Northamptonshire hospitals saw more than 180 operations postponed at the last minute at the end of 2021, figures show.
The 'dreadful impact' of the coronavirus pandemic can be seen through delays to thousands of planned surgeries across England, according to the Patients Association.
NHS England figures for Northampton General Hospital show that 120 pre-booked operations were postponed on or after the day the patient was admitted between October and December 2021.
Another 61 pre-booked operations were postponed at Kettering General Hospital.
NHS rules state that patients who have their operations cancelled at the last minute must be offered a new operation date within four weeks.
None of the affected patients at NGH or KGH had to wait more than 28 days for a new date, the figures show.
Across England, NHS providers cancelled 19,300 elective surgeries for non-clinical reasons over the three-month period. This equated to 1.1 percent of all activity – a similar proportion to the same quarter in 2019-20, prior to the coronavirus pandemic.
However, the percentage of patients waiting more than a month for operations to be rescheduled rose sharply from nine percent to 24 percent nationally.
That meant there were more than 4,600 breaches of the NHS standard.
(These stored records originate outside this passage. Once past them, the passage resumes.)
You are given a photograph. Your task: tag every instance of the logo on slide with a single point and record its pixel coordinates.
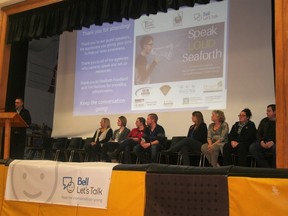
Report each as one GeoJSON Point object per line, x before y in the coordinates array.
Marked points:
{"type": "Point", "coordinates": [177, 19]}
{"type": "Point", "coordinates": [36, 184]}
{"type": "Point", "coordinates": [148, 24]}
{"type": "Point", "coordinates": [68, 184]}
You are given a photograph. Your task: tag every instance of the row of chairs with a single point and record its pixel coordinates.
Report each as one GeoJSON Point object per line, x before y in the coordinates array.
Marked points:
{"type": "Point", "coordinates": [60, 149]}
{"type": "Point", "coordinates": [65, 149]}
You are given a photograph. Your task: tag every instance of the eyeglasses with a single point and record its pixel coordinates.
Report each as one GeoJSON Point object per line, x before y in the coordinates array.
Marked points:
{"type": "Point", "coordinates": [241, 115]}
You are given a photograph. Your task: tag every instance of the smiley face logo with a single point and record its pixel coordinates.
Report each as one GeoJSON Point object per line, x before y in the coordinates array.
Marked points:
{"type": "Point", "coordinates": [71, 187]}
{"type": "Point", "coordinates": [33, 180]}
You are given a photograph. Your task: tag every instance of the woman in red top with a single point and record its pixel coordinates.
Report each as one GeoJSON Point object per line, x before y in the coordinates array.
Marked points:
{"type": "Point", "coordinates": [133, 138]}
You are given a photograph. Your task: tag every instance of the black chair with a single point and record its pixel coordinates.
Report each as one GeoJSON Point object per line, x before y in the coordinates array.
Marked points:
{"type": "Point", "coordinates": [83, 156]}
{"type": "Point", "coordinates": [59, 146]}
{"type": "Point", "coordinates": [41, 149]}
{"type": "Point", "coordinates": [74, 144]}
{"type": "Point", "coordinates": [147, 152]}
{"type": "Point", "coordinates": [178, 154]}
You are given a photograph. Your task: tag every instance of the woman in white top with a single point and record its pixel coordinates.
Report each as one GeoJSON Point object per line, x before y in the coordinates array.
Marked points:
{"type": "Point", "coordinates": [101, 136]}
{"type": "Point", "coordinates": [216, 138]}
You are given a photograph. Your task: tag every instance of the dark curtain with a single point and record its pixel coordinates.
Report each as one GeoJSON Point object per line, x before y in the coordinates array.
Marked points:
{"type": "Point", "coordinates": [71, 15]}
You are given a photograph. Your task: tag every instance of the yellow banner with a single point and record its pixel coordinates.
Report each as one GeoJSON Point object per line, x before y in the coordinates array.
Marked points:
{"type": "Point", "coordinates": [257, 196]}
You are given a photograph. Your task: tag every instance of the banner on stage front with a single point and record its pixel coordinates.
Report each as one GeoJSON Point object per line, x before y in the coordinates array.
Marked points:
{"type": "Point", "coordinates": [75, 184]}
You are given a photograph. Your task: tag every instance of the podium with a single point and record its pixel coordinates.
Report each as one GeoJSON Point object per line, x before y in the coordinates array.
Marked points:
{"type": "Point", "coordinates": [8, 120]}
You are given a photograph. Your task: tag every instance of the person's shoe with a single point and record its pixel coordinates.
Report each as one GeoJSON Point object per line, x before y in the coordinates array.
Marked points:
{"type": "Point", "coordinates": [112, 155]}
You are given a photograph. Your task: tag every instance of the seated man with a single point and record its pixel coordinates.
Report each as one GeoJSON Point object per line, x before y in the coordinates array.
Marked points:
{"type": "Point", "coordinates": [152, 139]}
{"type": "Point", "coordinates": [266, 139]}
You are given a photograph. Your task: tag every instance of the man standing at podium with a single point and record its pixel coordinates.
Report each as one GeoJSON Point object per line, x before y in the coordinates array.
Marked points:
{"type": "Point", "coordinates": [18, 135]}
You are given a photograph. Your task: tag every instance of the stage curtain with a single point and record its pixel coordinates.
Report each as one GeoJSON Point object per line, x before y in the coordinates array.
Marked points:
{"type": "Point", "coordinates": [71, 15]}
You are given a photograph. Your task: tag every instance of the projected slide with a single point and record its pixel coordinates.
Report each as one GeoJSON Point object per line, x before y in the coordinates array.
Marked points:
{"type": "Point", "coordinates": [169, 61]}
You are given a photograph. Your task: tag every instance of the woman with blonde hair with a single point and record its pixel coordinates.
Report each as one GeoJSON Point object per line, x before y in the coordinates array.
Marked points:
{"type": "Point", "coordinates": [196, 136]}
{"type": "Point", "coordinates": [217, 137]}
{"type": "Point", "coordinates": [101, 136]}
{"type": "Point", "coordinates": [119, 136]}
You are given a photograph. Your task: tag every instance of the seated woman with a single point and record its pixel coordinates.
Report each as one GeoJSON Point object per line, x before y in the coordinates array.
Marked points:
{"type": "Point", "coordinates": [118, 136]}
{"type": "Point", "coordinates": [101, 136]}
{"type": "Point", "coordinates": [242, 134]}
{"type": "Point", "coordinates": [217, 137]}
{"type": "Point", "coordinates": [197, 135]}
{"type": "Point", "coordinates": [128, 144]}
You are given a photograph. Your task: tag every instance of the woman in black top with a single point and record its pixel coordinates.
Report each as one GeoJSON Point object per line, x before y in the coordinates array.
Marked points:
{"type": "Point", "coordinates": [197, 135]}
{"type": "Point", "coordinates": [242, 134]}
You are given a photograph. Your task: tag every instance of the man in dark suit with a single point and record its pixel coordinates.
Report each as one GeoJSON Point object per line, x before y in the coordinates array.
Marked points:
{"type": "Point", "coordinates": [18, 135]}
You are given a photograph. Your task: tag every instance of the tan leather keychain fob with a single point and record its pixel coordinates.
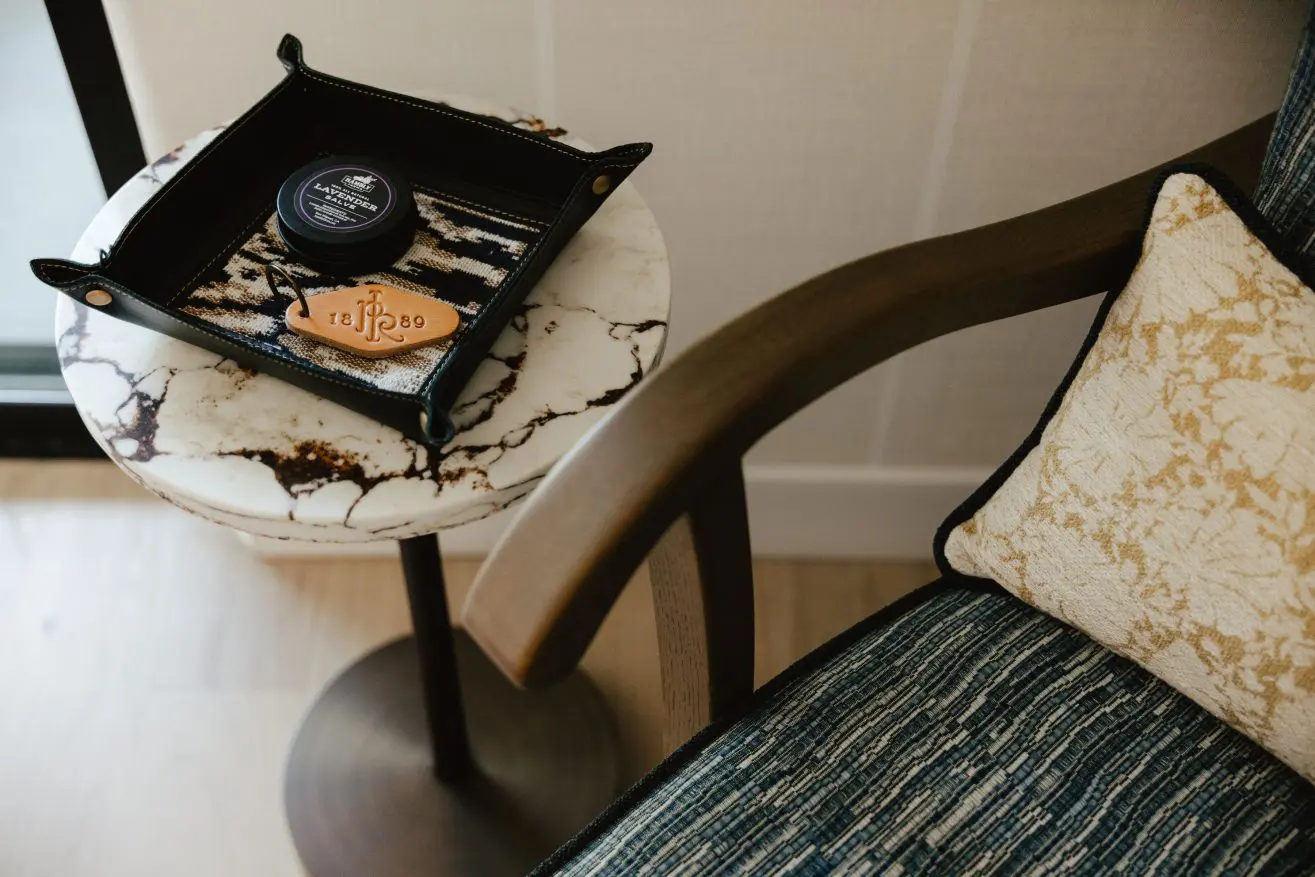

Common non-clinical reasons for last-minute cancellations include a lack of hospital beds, surgeons being unavailable, emergency cases taking precedence, equipment failure and staff shortages.
Rachel Power, chief executive of the Patients Association, said the NHS needed more staff and resources to tackle the problem.
She added: "Every cancellation just adds to the backlog NHS England is trying to clear and the growing number of patients waiting for treatment.
"For individual patients, having long-awaited surgery cancelled at the last minute can be devastating, especially if they've no idea when they will finally be called in.
"The challenge for the NHS is managing to treat all the people currently waiting for care and treatment, while also managing patients newly seeking care."
She said it was vital that patients are supported and kept up to date with how long their wait for treatment would be.
An NHS spokeswoman said there is no doubt that the health service has faced significant pressures over winter, balancing vital patient services with the emergence of the Omicron variant of Covid-19, record high staff absences and the delivery of booster jabs.
She said: "While it was necessary to postpone some routine procedures, the latest data shows that an extra 107,000 patients started consultant-led treatment in December 2021 compared to the same period in 2020, and the recently published elective recovery plan sets out that the NHS will address backlogs and tackle long waits for care.”
A Department of Health and Social Care spokesman said the Government's plan to tackle the Covid-19 backlog and deliver long term reform would mean 99% of patients would wait less than a year for treatment by 2024.
He added: "We will deliver innovative ways of working including new surgical hubs and at least 100 community diagnostic centres to help millions of patients get the surgery they need and earlier access to tests – delivering an extra 9 million scans, checks and procedures by 2025."